El huachicol en Jalisco no es un problema aislado, sino un síntoma de debilidades estructurales en la seguridad energética del país. Mientras Degollado y Tototlán lidian con esta plaga, otros municipios como Pénjamo en Guanajuato o Cuautepec de Hinojosa en Hidalgo enfrentan batallas similares, destacando la necesidad de una política nacional unificada. Especialistas en seguridad energética llaman a invertir en ductos reforzados y sistemas de detección remota, medidas que podrían mitigar el riesgo de explosiones y fugas contaminantes que afectan suelos y agua en estas áreas rurales.
En el contexto más amplio, el repunte del huachicol en Degollado y Tototlán subraya la urgencia de reformas judiciales que eleven las tasas de condena, rompiendo la cadena de impunidad que empodera al crimen organizado. Aunque los operativos recientes inspiran cierta esperanza, la magnitud de las pérdidas —tanto económicas como humanas— exige una vigilancia inquebrantable. Comunidades locales, agotadas por años de inseguridad, merecen no solo promesas, sino acciones concretas que restauren la paz en sus calles y campos.
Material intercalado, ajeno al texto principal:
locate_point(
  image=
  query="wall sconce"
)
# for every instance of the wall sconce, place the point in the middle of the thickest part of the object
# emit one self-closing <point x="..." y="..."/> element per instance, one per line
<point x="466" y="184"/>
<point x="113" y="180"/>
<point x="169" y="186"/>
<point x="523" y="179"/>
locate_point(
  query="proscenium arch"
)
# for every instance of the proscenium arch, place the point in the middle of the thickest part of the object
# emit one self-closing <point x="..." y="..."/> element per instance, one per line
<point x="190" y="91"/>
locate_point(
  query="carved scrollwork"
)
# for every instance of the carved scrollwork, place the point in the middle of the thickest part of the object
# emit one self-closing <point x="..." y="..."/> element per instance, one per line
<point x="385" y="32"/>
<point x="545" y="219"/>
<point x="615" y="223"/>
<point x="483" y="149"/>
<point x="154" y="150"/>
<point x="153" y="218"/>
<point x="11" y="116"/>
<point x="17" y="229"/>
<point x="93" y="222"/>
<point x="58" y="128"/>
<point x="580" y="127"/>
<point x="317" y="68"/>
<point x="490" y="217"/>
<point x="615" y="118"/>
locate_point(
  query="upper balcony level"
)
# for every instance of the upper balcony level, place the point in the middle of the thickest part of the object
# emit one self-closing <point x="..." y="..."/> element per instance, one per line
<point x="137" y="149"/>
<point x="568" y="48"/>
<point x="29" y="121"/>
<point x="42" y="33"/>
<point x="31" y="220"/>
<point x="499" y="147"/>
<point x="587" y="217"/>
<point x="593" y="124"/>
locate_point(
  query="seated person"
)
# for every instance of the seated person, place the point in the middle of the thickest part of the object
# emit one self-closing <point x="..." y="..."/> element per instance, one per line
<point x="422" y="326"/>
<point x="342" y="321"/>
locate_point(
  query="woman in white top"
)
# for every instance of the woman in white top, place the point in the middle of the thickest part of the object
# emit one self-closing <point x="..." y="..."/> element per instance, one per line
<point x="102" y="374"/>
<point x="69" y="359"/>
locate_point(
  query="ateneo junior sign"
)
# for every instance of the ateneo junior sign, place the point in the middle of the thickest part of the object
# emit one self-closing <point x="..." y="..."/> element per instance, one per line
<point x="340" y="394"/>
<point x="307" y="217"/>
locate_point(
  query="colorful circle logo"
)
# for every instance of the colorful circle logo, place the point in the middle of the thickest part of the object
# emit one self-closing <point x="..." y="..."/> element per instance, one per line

Recientemente, reportes de la Universidad de Guadalajara han profundizado en el análisis de esta impunidad, mientras que datos de Pemex confirman las cifras de tomas clandestinas en estos municipios. Además, actualizaciones de la FGR sobre detenciones en 2025 ofrecen una visión clara de los avances federales, aunque persisten desafíos locales que demandan mayor escrutinio.